Budget, prenotazioni e itinerario
Gestire il budget e la tabella di marcia da sole significa avere il pieno controllo della giornata, evitando inutili corse o spese impreviste.
- Alloggi strategici: prenotate strutture in zone centrali, ben servite dai mezzi pubblici e vivaci anche nelle ore serali. Gli ostelli di design con camere private o le guesthouse a gestione familiare sono opzioni perfette per fare incontri senza rinunciare alla propria privacy;
- Un itinerario flessibile: non riempite le giornate fino all'ultimo minuto. Mantenere dei blocchi di tempo liberi permette di seguire l'ispirazione del momento, fermarsi a leggere in un parco o fare due chiacchiere con le persone del posto;
- Sostare e muoversi smart: utilizzate app di trasporto ufficiali o carte prepagate senza commissioni estere per gestire tutte le spese quotidiane direttamente dallo smartphone.
Cosa mettere in valigia
Quando si viaggia da soli, la parola d'ordine è una sola: essenzialità. Saper gestire il proprio bagaglio in autonomia tra stazioni, treni e aeroporti cambia completamente la qualità del viaggio.
- Puntare sullo zaino o sul trolley leggero: limitare lo spazio disponibile costringe a selezionare solo capi davvero versatili e facili da abbinare tra loro;
- Powerbank e tecnologia: una batteria portatile carica è un mai-più-senza per non rischiare di rimanere con lo smartphone scarico mentre si consultano le mappe o si usano le app di trasporto;
- Kits essenziali per la cura personale: un piccolo beauty case con i prodotti indispensabili e un mini-kit di medicinali da viaggio per essere pronte a qualsiasi necessità quotidiana.
Libri da leggere durante il viaggio
I momenti d'attesa in aeroporto, le tratte in treno o i pomeriggi trascorsi in una caffetteria sono perfetti per immergersi in letture che ispirano e fanno compagnia. Si tratta di semplici idee: ricordatevi che il Booktok in questo senso è pieno di proposte valide!

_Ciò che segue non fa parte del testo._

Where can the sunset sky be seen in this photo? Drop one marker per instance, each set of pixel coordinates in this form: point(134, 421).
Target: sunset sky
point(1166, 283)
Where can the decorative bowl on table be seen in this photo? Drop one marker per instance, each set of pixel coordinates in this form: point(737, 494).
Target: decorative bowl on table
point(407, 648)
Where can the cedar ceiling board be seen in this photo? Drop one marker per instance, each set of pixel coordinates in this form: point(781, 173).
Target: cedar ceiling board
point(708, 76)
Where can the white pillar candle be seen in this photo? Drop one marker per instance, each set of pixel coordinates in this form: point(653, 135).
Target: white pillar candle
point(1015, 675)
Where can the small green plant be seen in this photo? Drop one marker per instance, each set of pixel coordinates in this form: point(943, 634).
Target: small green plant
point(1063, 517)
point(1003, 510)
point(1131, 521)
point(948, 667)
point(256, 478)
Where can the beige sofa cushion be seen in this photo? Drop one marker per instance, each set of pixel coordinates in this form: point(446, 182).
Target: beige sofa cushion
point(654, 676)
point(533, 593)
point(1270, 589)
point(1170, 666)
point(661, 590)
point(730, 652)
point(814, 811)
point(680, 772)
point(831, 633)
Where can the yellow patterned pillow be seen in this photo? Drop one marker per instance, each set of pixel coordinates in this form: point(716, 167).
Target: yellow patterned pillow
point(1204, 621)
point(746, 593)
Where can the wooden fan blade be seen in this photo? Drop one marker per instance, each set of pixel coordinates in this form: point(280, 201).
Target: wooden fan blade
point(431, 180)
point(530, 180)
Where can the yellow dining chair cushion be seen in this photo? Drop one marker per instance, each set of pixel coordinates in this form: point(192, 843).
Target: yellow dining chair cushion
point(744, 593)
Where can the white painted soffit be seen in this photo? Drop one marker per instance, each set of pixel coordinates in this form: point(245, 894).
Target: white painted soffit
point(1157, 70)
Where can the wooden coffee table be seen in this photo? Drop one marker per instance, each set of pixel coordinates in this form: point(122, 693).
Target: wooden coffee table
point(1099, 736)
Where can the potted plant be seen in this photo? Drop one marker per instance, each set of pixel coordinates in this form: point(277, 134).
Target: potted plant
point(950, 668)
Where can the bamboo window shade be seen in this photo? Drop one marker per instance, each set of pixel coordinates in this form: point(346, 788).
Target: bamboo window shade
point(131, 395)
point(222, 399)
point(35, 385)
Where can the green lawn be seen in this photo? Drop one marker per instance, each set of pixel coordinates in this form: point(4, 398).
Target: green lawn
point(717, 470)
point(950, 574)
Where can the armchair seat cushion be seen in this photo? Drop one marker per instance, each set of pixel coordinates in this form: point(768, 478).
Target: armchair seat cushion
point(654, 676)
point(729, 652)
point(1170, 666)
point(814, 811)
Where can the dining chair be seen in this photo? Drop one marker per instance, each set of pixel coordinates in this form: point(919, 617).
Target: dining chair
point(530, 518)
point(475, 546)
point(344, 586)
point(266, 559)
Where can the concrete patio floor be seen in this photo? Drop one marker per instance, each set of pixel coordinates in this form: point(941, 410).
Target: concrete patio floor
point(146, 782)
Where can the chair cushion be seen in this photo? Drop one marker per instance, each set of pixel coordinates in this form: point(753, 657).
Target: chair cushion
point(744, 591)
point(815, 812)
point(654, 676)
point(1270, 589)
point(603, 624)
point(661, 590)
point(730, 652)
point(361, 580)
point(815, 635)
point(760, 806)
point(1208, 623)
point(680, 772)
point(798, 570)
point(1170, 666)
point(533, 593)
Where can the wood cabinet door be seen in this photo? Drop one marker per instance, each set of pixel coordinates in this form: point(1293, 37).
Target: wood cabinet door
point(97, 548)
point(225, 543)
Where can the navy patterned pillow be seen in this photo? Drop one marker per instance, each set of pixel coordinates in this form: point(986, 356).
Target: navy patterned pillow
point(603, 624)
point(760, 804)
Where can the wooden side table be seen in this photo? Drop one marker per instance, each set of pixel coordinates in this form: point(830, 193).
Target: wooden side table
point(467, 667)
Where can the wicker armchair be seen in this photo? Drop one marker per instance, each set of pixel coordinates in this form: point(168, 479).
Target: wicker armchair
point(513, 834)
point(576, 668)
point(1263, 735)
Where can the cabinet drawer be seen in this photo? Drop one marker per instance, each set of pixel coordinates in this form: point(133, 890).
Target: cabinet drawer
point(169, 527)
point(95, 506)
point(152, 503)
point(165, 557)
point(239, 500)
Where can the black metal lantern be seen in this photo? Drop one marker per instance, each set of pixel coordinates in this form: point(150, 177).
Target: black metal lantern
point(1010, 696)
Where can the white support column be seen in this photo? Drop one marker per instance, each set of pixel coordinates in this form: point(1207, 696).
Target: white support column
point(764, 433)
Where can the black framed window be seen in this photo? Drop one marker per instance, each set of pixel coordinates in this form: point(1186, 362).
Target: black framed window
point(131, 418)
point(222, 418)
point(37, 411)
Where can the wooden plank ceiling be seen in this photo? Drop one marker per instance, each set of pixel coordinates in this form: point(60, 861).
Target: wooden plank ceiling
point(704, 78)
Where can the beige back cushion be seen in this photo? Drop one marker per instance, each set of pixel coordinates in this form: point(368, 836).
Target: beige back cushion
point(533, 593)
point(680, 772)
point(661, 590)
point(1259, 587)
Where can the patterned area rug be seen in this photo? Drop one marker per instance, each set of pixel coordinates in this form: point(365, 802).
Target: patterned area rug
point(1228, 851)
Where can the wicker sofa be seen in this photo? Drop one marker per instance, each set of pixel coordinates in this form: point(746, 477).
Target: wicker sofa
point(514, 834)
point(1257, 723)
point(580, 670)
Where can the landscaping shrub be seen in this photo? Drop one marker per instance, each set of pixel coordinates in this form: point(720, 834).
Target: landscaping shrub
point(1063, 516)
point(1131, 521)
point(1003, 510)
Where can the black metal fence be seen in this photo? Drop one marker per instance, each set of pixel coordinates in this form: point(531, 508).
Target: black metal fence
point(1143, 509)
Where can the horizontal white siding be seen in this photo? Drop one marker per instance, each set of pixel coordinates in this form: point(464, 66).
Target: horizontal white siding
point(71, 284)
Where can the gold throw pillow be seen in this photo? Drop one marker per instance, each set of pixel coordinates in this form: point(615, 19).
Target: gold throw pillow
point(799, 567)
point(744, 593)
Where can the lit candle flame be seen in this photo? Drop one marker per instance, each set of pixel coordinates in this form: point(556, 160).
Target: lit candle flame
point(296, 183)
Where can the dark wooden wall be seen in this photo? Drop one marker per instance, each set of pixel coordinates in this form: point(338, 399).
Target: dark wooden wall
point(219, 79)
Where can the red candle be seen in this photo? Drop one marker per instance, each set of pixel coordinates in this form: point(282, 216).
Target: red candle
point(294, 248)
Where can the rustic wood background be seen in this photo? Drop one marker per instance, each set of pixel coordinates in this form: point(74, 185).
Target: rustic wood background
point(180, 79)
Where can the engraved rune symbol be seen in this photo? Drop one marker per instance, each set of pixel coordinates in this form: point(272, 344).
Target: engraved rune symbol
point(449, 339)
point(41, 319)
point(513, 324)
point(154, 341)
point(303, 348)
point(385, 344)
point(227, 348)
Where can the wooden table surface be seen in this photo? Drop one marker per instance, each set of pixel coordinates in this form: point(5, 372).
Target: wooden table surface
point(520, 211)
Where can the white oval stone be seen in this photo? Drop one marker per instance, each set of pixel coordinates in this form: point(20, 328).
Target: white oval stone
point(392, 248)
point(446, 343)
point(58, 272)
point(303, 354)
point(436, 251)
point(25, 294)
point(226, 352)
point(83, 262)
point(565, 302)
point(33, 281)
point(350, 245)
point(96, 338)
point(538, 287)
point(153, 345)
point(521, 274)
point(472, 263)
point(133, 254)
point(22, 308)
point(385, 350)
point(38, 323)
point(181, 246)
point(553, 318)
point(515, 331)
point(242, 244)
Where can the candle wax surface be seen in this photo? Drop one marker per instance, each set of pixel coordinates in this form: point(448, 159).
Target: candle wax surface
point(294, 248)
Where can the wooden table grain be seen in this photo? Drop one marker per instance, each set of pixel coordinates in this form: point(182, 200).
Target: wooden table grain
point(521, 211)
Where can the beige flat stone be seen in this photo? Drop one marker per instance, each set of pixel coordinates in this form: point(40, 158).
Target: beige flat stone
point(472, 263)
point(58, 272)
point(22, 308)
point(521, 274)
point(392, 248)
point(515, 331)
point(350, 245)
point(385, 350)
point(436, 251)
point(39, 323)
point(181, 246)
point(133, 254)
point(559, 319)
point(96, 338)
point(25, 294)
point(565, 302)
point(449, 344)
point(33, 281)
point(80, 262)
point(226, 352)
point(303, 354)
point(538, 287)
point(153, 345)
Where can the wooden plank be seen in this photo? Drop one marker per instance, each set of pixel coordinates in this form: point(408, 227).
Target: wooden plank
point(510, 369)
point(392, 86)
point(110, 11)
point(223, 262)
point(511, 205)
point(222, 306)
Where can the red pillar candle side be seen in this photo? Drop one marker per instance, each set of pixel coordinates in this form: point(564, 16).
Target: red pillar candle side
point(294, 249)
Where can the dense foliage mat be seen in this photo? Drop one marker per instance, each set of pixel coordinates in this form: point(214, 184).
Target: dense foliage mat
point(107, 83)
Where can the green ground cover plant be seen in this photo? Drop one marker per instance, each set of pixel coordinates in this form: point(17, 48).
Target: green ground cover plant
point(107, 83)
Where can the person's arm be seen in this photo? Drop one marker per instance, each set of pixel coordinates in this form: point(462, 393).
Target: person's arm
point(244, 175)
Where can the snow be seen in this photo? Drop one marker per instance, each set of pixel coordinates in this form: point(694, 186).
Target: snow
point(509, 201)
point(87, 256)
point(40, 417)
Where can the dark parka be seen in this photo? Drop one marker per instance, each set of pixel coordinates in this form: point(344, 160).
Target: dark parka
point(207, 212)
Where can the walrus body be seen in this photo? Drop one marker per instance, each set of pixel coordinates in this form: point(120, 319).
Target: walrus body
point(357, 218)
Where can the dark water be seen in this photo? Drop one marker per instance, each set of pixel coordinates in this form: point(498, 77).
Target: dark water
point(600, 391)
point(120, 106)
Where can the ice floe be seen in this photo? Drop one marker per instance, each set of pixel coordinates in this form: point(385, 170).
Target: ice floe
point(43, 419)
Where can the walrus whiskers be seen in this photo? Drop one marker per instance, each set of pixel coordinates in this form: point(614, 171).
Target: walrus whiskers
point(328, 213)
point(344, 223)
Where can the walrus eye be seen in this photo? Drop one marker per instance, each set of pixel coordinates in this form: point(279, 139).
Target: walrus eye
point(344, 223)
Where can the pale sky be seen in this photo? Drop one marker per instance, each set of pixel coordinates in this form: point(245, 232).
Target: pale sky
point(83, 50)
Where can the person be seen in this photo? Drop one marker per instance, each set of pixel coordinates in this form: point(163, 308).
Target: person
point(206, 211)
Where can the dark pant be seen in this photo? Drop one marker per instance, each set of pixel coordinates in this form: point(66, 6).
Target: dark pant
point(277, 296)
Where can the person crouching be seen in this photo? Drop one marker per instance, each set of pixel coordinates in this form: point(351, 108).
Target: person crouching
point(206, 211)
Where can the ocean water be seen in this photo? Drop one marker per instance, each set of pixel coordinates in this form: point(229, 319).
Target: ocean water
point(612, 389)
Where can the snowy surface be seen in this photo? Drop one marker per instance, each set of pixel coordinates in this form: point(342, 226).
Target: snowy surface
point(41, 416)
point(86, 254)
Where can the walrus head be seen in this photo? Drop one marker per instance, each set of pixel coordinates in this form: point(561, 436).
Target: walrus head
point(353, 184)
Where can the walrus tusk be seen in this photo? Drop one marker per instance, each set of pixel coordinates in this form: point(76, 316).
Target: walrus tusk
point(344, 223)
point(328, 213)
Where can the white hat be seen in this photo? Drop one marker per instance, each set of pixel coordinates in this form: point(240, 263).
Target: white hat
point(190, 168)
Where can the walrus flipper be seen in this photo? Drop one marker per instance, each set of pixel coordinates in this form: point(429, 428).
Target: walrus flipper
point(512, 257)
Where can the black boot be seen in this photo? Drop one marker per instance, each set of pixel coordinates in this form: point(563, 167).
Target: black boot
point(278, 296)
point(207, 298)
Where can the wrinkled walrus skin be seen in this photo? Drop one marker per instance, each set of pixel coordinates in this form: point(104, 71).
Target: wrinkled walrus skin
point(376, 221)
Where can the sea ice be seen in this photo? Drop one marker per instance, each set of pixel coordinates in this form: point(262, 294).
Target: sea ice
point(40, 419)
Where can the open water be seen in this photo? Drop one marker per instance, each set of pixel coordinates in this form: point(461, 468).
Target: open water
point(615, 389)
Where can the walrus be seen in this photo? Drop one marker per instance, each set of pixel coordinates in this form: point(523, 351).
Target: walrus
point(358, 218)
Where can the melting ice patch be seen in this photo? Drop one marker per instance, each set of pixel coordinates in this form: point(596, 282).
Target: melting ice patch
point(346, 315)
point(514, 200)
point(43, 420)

- Mangia, prega, ama di Elizabeth Gilbert: un classico del viaggio di riscoperta personale che non passa mai di moda, perfetto per sintonizzarsi sulle giuste vibrazioni di esplorazione. Unico difetto? Forse per qualcuno potrebbe apparire un po' sdolcinato o surreale;
- L'arte di viaggiare di Alain de Botton: un saggio intimo e filosofico che riflette sul perché viaggiamo e su come l'atto di esplorare luoghi nuovi cambi il nostro modo di pensare;
- Wild - Una storia di spavento e di rinascita di Cheryl Strayed: la storia vera di un cammino in solitaria che dimostra quanta forza e consapevolezza si riescano a ritrovare quando ci si mette alla prova da sole con il mondo.
Partire da sole è uno dei gesti d'amore e di autonomia più grandi che si possano compiere. Scegliete la prima tappa sulla mappa e preparatevi a vivere un'avventura indimenticabile! Buon viaggio!